Alan Mangan

Personal information
- Nickname: Budda
- Born: 1979 (age 46–47)

Sport

Inter-county
- Years: County
- Westmeath
- Leinster titles: 1

= Alan Mangan =

Westmeath Gaelic footballer and hurler

Alan Mangan (born June 1979) is a dual player of Gaelic games, a hurling coach, manager, selector and former Gaelic footballer. He played football and hurling for Westmeath.

==Playing career==
===Club===
Mangan first played hurling for Castletown Geoghegan as a 16-year-old, at which age he played as a goalkeeper in a Westmeath Senior Hurling Championship final. He won three Westmeath SHC medals while playing with his club, the first in 2004, adding another in 2013.

Mangan also played football for the St Malachy's club.

===Inter-county===
Mangan played senior inter-county hurling for Westmeath for two years: 1999 and 2000.

His inter-county football debut for Westmeath, limited to substitute appearances, was as part of the team that won the 1999 All-Ireland Under-21 Football Championship and retained the Leinster Under-21 Football Championship the following year, under the management of Luke Dempsey. Then Mangan featured for the county junior team, twice scoring five points from play, with both games against Offaly. Westmeath's junior team manager Ned Moore contacted Dempsey (who had by then been promoted to the position of senior team manager) and convinced him to call Mangan into his panel. Mangan arrived onto the senior panel the following year. Mangan's first senior game for Westmeath was against All-Ireland Senior Football Championship title holder Galway at Cusack Park. He was put into the team in place of established corner-forward Ger Heavin and assigned to mark Tomás Mannion.

Dempsey used Mangan as a substitute against Meath in a draw and then a replay in the 2003 championship before starting him against Monaghan, in what would be Dempsey's last game as manager.

Páidí Ó Sé succeeded Dempsey as manager. Ó Sé left Mangan out for the first 2004 O'Byrne Cup but started him in the second game of the competition, against Kildare. Mangan scored three points against Kildare. He started every game for Westmeath after that (O'Byrne, league and championship) until he injured his knee in 2009.
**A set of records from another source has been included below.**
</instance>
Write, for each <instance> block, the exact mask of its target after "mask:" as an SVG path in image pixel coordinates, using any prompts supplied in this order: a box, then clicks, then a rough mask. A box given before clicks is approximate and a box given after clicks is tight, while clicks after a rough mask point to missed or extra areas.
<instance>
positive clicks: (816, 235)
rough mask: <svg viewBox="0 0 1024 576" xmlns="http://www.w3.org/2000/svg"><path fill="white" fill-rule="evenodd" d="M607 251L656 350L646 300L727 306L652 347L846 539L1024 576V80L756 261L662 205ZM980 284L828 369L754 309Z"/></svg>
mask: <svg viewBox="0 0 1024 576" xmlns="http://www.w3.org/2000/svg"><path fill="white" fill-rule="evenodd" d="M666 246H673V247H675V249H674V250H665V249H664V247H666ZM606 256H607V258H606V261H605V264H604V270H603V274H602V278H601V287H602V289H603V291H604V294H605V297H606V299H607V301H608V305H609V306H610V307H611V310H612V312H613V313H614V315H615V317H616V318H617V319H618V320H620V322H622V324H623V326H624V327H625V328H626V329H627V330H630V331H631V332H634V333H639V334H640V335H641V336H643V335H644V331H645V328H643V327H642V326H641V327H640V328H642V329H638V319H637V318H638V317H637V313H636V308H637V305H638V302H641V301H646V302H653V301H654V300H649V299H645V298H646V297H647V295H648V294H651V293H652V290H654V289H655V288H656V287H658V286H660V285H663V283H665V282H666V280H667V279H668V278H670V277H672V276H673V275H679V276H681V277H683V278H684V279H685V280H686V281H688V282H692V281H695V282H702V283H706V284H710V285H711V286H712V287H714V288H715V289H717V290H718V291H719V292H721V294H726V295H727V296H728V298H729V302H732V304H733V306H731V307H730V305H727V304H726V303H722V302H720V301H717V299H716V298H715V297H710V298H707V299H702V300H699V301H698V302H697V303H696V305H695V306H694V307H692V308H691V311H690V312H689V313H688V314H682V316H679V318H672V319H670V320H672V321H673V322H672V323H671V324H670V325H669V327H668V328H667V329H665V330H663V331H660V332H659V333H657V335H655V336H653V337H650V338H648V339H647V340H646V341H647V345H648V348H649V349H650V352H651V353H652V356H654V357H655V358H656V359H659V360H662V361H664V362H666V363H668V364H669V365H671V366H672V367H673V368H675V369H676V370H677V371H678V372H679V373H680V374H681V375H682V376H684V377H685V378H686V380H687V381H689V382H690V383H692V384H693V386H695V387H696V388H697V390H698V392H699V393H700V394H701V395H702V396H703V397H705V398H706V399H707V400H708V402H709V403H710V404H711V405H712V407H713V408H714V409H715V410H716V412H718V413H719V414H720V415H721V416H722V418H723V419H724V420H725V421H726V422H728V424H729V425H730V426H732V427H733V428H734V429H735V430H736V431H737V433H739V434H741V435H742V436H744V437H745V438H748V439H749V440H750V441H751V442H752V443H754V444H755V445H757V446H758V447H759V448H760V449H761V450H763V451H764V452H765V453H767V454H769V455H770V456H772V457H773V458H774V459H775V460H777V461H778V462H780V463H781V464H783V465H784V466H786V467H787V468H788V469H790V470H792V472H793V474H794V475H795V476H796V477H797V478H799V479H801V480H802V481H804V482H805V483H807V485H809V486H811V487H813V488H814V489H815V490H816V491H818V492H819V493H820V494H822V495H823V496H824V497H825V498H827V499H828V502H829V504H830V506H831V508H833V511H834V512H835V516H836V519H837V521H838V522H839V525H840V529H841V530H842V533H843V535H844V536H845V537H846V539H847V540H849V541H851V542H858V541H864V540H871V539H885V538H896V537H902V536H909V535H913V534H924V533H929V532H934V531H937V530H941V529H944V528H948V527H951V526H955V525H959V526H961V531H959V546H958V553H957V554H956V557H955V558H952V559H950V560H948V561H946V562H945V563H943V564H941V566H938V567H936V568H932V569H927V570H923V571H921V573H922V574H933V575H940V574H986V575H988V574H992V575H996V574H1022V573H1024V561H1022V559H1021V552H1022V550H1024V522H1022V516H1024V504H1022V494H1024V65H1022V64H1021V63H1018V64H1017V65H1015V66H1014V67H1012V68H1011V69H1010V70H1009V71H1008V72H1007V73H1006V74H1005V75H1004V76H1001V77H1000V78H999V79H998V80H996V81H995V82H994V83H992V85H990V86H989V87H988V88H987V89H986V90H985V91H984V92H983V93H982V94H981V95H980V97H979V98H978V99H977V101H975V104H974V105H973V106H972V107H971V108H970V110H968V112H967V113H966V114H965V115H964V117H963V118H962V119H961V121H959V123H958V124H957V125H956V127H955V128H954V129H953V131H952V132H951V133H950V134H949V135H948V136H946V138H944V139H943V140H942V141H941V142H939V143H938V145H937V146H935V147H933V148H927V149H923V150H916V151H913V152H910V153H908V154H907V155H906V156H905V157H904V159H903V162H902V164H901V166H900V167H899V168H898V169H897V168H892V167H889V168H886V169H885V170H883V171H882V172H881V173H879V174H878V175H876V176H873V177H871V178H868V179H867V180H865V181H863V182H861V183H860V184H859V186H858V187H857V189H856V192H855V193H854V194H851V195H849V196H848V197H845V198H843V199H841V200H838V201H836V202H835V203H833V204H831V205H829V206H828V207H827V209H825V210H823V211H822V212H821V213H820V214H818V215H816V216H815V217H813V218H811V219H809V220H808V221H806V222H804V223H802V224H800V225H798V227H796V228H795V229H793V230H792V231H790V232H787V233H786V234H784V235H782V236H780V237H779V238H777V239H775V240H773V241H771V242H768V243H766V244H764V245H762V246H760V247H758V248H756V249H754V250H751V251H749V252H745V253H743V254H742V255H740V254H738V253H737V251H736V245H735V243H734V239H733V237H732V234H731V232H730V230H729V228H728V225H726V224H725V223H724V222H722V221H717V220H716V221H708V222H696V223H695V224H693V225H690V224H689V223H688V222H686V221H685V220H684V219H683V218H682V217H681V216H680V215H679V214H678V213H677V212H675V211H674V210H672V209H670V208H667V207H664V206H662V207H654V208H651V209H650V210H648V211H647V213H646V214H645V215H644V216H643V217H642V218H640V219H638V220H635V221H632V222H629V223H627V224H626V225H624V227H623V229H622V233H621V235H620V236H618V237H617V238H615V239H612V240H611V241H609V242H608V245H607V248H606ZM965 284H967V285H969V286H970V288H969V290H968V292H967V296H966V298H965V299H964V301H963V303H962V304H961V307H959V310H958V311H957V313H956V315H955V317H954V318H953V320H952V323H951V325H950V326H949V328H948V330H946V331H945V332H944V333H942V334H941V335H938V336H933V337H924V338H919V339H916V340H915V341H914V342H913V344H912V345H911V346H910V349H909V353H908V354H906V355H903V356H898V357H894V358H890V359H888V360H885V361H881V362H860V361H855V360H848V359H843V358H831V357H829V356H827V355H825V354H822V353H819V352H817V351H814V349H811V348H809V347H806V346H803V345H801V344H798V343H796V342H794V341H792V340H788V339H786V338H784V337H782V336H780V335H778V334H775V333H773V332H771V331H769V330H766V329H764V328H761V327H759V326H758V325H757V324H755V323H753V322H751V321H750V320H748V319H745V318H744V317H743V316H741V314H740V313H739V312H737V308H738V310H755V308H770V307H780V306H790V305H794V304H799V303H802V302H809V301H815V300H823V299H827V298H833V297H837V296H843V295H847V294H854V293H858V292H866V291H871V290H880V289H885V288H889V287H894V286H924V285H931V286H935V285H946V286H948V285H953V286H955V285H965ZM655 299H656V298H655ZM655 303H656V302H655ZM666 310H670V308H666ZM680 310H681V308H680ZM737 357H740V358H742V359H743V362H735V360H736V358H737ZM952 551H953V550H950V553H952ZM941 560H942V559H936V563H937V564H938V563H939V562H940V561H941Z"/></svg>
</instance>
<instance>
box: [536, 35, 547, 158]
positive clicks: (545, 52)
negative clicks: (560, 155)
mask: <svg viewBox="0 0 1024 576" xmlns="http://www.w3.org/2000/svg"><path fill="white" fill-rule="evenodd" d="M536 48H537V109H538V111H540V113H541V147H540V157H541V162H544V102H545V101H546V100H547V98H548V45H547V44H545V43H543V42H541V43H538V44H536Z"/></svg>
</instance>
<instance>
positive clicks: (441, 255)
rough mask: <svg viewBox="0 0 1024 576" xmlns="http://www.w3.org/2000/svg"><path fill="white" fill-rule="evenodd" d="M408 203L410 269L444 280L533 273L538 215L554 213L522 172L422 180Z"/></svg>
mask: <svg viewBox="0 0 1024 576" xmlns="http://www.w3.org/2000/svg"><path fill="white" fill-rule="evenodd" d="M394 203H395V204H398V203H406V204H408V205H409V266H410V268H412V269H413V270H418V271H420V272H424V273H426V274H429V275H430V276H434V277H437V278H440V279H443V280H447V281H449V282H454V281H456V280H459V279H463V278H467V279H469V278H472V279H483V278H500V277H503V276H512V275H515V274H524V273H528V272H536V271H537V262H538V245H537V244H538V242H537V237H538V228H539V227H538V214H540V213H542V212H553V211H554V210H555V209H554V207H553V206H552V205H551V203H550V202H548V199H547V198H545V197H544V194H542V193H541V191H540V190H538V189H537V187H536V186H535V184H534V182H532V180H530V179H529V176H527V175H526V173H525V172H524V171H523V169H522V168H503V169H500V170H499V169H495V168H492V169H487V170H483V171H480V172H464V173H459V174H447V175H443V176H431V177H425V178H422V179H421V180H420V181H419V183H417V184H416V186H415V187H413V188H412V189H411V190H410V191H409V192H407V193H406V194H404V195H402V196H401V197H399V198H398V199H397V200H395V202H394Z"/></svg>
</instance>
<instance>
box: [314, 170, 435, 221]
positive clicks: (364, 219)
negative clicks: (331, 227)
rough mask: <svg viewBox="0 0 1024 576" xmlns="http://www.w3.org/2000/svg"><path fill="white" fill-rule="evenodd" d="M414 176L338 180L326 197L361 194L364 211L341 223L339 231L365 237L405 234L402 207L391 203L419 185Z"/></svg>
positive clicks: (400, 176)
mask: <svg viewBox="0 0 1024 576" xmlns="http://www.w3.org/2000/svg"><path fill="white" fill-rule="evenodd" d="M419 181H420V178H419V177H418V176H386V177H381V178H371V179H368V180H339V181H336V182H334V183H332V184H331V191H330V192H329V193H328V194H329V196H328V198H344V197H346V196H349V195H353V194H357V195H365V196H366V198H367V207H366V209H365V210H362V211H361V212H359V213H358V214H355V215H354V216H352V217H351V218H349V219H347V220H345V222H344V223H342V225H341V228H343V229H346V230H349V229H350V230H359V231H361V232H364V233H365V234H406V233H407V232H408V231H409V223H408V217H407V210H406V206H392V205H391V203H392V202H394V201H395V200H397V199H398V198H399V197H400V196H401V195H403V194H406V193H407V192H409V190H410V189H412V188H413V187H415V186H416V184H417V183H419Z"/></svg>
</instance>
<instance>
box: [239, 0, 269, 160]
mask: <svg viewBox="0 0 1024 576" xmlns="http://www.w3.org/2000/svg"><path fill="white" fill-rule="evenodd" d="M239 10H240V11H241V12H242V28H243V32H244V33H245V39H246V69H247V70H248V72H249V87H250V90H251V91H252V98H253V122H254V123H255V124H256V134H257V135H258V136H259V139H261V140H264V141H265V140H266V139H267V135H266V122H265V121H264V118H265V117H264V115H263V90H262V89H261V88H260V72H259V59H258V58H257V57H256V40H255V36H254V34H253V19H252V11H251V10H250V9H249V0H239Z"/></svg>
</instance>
Mangan was one of those who won the 2004 Leinster Senior Football Championship Final. Ó Sé made a memorable comparison between Mangan and a loaf of bread after Darren Rooney of Laois knocked him over the sideline during the drawn game between the teams. Mangan then scored four points from play in Westmeath's next game.

==Post-playing career==
Mangan was a selector when Michael Ryan managed the Westmeath hurlers.

He ran unsuccessfully as a candidate for the Labour Party in the Longford–Westmeath constituency at the 2020 Irish general election, with the intention of replacing the retiring Willie Penrose. Mangan was coaxed into running, as Penrose was a family friend, though Mangan's mother advised him against. He cancelled a holiday that he had paid for in New York when the election was suddenly called. Due to his involvement in that election he also refused various coaching and management offers that he received in early 2020.

Mangan then joined the Westmeath senior hurlers in a coaching capacity later in 2020. As of 2022, he was managing the Castletown Geoghegan hurlers.

==Personal life==
Mangan is married to Corinne and is a father of four. He is from the village of Castletown Geoghegan. He inherited his nickname ("Budda") from his father and is known throughout Westmeath by it. Only Dessie Dolan and the Westmeath hurling manager Michael Ryan ever refer to him as "Alan".